Every science makes claims about internal mechanism — this circuit implements induction, this brain region encodes reward, this pathway mediates drug response, this interaction drives the epidemic. These claims are usually supported by indirect evidence: an intervention changes the output, a statistical association holds after adjustment, a probe classifier achieves high accuracy. Necessary, but not sufficient. Knowing that something matters is different from knowing how it works.
Our research program develops methods for testing mechanistic claims directly — and then takes those methods into specific scientific domains to see if they hold up.
The core thesis
Two things make this program distinct from standard methodology work:
1. Validation criteria from philosophy of science. The mechanistic validity program is a four-paper philosophical chain — Views (what is a mechanism?), Validity (is the claim warranted?), Reference (does the term refer across systems?), Knowledge (do we genuinely know it?) — plus a companion on cross-view invariance. Most published mechanistic claims achieve descriptive adequacy and causal sufficiency but skip construct validity entirely. The invariance depth of the IOI circuit — the field’s most studied case — reveals internal inconsistency in its support set.
2. Geometry as a causal discovery tool. The mathematical backbone is geometric causal discovery: Grassmannian boundaries for causal variables, sheaf cohomology for global consistency, curvature for locating latent structure, and bracket norm for measurement-invariant importance.
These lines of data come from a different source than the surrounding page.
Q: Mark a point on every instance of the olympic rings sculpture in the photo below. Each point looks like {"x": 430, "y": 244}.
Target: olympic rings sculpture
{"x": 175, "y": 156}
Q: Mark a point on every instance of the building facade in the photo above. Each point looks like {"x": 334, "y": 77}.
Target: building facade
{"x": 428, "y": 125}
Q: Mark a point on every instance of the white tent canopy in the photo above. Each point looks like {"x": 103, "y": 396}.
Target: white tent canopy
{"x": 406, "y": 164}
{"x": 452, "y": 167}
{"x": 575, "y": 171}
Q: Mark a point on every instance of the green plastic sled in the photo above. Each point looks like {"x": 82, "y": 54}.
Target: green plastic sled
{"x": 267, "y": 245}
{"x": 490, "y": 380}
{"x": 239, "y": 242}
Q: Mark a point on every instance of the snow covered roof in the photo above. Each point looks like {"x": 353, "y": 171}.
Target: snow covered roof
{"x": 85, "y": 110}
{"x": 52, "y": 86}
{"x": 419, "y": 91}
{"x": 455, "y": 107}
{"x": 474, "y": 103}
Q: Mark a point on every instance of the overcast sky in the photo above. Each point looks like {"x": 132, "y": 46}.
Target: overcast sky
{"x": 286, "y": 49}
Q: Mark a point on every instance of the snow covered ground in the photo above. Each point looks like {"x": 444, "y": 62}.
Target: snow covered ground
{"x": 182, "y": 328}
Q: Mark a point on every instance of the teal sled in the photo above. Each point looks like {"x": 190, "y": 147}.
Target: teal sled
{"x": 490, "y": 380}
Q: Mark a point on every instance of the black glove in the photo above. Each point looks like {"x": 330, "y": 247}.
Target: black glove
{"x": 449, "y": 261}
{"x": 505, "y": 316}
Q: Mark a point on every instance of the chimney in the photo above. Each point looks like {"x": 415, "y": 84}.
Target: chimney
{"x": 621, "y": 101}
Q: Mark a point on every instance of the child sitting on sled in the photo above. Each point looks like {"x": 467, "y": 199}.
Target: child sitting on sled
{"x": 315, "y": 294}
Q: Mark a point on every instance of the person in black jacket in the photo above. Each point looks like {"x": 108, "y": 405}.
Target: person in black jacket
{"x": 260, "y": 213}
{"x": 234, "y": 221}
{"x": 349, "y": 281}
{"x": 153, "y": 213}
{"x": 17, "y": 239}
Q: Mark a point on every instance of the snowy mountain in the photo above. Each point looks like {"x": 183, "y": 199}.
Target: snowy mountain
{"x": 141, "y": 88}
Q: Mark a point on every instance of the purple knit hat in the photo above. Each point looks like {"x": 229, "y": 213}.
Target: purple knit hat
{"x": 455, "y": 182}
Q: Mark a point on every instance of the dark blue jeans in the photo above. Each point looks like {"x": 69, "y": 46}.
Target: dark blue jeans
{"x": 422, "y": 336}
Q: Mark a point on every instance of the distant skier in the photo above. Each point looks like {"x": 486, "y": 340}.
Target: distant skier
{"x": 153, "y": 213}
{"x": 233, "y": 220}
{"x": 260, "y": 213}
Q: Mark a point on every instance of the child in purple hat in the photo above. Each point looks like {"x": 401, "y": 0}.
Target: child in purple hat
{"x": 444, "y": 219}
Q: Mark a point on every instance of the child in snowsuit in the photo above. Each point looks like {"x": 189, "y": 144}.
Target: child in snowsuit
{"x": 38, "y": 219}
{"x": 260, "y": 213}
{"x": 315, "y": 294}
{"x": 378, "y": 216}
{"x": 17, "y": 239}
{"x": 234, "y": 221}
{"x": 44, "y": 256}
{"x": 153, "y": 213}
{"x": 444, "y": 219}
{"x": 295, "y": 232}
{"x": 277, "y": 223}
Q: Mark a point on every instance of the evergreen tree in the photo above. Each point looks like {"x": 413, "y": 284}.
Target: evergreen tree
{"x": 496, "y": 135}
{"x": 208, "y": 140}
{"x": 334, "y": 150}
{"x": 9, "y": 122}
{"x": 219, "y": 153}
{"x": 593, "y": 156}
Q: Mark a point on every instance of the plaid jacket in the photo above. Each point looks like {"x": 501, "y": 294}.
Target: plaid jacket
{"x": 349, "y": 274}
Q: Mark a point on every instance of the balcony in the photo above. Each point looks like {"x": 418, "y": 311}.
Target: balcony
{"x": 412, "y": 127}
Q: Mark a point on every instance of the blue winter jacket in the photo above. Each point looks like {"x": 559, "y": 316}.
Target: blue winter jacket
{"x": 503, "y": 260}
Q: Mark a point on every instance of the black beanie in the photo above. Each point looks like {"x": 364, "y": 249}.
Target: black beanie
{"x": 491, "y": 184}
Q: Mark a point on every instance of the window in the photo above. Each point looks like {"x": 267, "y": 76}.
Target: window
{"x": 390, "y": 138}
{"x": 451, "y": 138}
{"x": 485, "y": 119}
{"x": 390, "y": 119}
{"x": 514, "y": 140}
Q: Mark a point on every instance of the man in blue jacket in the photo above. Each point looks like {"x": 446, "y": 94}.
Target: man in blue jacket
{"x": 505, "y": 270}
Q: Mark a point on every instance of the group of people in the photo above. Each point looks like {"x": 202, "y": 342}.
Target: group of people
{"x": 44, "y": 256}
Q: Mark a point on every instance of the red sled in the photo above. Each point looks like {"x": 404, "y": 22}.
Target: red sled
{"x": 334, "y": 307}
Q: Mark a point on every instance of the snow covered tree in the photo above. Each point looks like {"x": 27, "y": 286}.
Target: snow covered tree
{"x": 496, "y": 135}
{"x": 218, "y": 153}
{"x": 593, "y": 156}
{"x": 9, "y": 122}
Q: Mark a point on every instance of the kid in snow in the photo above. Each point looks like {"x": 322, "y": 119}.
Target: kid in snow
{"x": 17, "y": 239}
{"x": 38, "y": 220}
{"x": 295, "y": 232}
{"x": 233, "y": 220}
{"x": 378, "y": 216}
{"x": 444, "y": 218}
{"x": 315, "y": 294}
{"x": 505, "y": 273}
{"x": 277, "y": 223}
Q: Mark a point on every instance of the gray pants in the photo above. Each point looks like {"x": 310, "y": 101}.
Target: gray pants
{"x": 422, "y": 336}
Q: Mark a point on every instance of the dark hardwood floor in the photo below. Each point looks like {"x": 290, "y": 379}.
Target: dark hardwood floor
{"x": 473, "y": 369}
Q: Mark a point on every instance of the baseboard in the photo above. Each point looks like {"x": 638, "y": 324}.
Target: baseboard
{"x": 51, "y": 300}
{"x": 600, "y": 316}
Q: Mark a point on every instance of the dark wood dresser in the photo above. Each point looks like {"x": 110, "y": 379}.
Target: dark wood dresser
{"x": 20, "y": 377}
These are coordinate-free methods — they don’t depend on the parameterization of the system, which is why they transfer across domains.
Why multiple domains
The portability of the methodology is itself a testable claim. If geometric causal discovery only works in neural networks, it’s a neural-networks technique, not a general methodology. Each domain is a test:
- Neural networks — the original domain. Grokking and the Grassmannian boundary, structured causal variables, cross-task transfer.
- Neuroscience — brain-wide Neuropixels recordings. Bracket norm, dimensionality-mediated dissociations, causal subspaces.
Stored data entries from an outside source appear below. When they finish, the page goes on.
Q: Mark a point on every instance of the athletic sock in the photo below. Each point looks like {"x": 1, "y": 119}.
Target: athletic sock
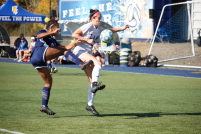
{"x": 91, "y": 96}
{"x": 96, "y": 73}
{"x": 71, "y": 57}
{"x": 53, "y": 65}
{"x": 45, "y": 96}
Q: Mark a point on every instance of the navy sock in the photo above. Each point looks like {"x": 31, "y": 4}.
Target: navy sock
{"x": 71, "y": 57}
{"x": 45, "y": 96}
{"x": 49, "y": 66}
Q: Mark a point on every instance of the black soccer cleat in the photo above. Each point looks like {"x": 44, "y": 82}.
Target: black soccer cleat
{"x": 92, "y": 109}
{"x": 96, "y": 87}
{"x": 47, "y": 110}
{"x": 83, "y": 66}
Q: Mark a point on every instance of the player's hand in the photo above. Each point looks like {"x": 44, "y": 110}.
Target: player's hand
{"x": 125, "y": 26}
{"x": 90, "y": 41}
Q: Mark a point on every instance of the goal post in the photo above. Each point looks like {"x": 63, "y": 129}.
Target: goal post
{"x": 173, "y": 40}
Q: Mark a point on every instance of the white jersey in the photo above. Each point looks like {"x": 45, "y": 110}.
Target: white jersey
{"x": 90, "y": 32}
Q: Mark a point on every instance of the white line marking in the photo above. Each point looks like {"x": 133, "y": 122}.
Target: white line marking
{"x": 12, "y": 132}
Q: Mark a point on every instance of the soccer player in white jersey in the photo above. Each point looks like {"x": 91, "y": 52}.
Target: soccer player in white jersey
{"x": 89, "y": 33}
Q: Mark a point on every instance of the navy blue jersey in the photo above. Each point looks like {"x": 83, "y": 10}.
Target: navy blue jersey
{"x": 48, "y": 41}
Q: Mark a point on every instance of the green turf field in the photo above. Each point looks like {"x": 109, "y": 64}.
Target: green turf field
{"x": 130, "y": 104}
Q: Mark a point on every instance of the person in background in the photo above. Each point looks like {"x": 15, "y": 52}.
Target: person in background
{"x": 4, "y": 42}
{"x": 27, "y": 53}
{"x": 47, "y": 48}
{"x": 17, "y": 44}
{"x": 20, "y": 51}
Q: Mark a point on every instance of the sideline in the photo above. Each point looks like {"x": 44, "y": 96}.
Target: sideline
{"x": 188, "y": 73}
{"x": 12, "y": 132}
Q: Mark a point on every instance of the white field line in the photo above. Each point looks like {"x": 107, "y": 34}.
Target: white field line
{"x": 12, "y": 132}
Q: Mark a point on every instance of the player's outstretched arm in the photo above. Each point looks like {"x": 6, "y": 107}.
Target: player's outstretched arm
{"x": 71, "y": 45}
{"x": 119, "y": 29}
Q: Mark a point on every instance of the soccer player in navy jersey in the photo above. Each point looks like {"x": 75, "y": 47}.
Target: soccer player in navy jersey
{"x": 47, "y": 48}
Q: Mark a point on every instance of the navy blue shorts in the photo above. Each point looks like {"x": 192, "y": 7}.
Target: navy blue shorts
{"x": 38, "y": 57}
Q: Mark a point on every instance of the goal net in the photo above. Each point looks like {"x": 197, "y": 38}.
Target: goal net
{"x": 173, "y": 41}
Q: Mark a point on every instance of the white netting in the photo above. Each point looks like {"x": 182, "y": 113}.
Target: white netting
{"x": 173, "y": 43}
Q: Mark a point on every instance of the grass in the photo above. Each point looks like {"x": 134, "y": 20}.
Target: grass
{"x": 131, "y": 103}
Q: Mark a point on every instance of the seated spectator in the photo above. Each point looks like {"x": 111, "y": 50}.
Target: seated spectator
{"x": 27, "y": 53}
{"x": 61, "y": 58}
{"x": 23, "y": 46}
{"x": 16, "y": 45}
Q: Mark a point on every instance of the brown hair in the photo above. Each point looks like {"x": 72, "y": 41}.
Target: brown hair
{"x": 52, "y": 22}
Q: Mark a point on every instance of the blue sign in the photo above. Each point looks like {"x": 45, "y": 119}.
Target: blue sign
{"x": 116, "y": 13}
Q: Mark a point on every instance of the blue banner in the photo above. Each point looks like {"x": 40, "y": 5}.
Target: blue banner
{"x": 116, "y": 13}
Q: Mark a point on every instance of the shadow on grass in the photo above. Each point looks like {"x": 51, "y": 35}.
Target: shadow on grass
{"x": 134, "y": 115}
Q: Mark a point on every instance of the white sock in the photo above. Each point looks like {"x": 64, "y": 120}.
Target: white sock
{"x": 53, "y": 65}
{"x": 96, "y": 73}
{"x": 91, "y": 96}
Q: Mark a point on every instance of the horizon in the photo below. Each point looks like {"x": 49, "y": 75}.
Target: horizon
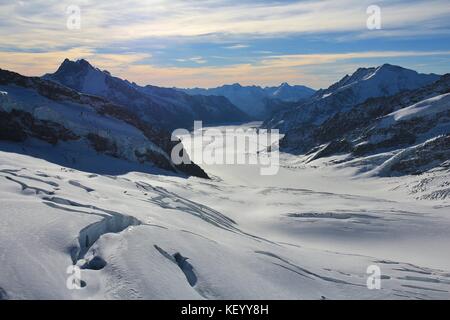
{"x": 230, "y": 84}
{"x": 212, "y": 43}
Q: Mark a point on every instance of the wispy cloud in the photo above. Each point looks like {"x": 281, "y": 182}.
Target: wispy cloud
{"x": 115, "y": 35}
{"x": 237, "y": 46}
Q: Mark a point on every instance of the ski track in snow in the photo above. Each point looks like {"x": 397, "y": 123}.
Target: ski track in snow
{"x": 143, "y": 236}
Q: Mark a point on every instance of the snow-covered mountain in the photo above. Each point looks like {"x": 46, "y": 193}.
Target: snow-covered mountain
{"x": 255, "y": 100}
{"x": 165, "y": 107}
{"x": 365, "y": 83}
{"x": 78, "y": 124}
{"x": 407, "y": 133}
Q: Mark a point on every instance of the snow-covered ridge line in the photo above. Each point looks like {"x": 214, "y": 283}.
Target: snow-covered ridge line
{"x": 48, "y": 111}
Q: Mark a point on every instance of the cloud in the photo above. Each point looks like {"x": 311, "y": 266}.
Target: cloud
{"x": 42, "y": 24}
{"x": 237, "y": 46}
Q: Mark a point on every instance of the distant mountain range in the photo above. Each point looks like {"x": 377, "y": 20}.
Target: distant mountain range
{"x": 388, "y": 120}
{"x": 33, "y": 108}
{"x": 164, "y": 107}
{"x": 256, "y": 101}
- Clinical epidemiology — multiple sclerosis and Alzheimer’s disease. Sheaf cohomology, curvature features, boundary conditions for geometric methods.
Ongoing and planned: chemistry (reaction pathways and molecular representations), drug discovery (target identification), neuroendocrinology (hormonal feedback loops), physics (causal structure in physical systems), and public health (population-level intervention data).
Open questions
These are the things we don’t know yet and are working toward:
Where does geometric causal discovery fail? Every method has boundary conditions. The clinical epidemiology paper maps some of them (dimensionality of confounding, nonlinearity of causal pathways). We need failure-mode maps for every domain.
Can construct validity be automated? Right now, evaluating whether an operationalization measures what it claims to requires domain expertise and careful argument. Is there a computable version — a test statistic for construct validity?
Does the Grassmannian boundary generalize beyond grokking? The sharp partition between linear and nonlinear causal variables appears in modular arithmetic. Does it appear in protein folding? In neural dynamics? In clinical trajectories?
What’s the minimal evidence for a mechanistic claim? The five-layer taxonomy says what’s ideal. In practice, resources are finite. What’s the smallest set of tests that distinguishes a genuine mechanism from a plausible-but-wrong story?